Robertson’s recent weeks have also fortified his support for tough-on-crime policies. While he adores Halloween, he worries about the wave of miscreants dressing up as clowns across the country and wreaking havoc. “Trump is law and order,” says Robertson. “He’d snatch [those] guys up and put them in jail.” Robertson’s cousin also went to prison recently in West Virginia due to drug charges. Robertson believes the drugs came from Mexico—a situation Trump could prevent by building a wall and appointing conservative Supreme Court justices. “You don’t have borders, you don’t have a country,” he says. “You don’t defeat our enemies by giving them a hug and a kiss.”

Recent sexual assault claims against Trump, meanwhile, have not affected Robertson’s vote, nor that of his wife, Trina. Considering the misogynist comments caught on tape from 2005, Trina holds, “They didn’t bother me at all. Guys are guys. They’re going to talk like that. I think every president has.
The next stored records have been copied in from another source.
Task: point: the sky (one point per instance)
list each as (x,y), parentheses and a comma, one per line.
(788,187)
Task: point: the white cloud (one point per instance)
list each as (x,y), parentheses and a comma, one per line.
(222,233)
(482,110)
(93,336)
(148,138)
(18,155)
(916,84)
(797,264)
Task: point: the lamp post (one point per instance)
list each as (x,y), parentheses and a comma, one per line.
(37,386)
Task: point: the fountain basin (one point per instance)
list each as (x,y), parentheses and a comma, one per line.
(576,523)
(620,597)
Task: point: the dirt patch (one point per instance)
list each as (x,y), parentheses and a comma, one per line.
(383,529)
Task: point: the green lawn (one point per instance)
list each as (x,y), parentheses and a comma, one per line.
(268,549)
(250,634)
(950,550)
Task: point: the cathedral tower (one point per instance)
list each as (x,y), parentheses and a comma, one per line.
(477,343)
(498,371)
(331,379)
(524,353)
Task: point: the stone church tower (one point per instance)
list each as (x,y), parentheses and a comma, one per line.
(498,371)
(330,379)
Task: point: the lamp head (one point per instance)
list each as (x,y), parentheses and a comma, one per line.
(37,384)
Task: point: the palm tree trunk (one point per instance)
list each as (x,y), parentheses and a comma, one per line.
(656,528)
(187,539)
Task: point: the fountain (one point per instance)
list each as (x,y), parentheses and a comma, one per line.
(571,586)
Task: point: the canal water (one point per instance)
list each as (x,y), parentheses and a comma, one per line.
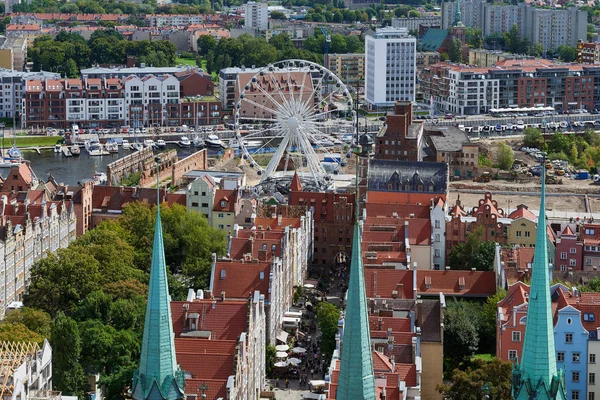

They just haven’t been recorded.” Arthur teaches their daughter, Maddie, to demand good manners: “I have talked to her about how boys should treat her. The hormones are going to start flaring. Later on when she’s dating—when she’s about 40 or 50—if a guy doesn’t hold a door, that’s not a guy who’s going to respect [her].”

More upsetting, for Robertson, is how Democrats treat Republicans. “They call us Bible-thumping, gun-toting hillbillies,” he says. “I love my country, but I don’t respect the people that run it right now.”

Those same people may keep the power, as the past month has more commonly caused voters to lose faith in Trump, not gain it. But in the Robertsons’ minds, Trump has just performed his best debate of the series. Arthur and Trina—and Uncle Robbie in spirit—are with him all the way.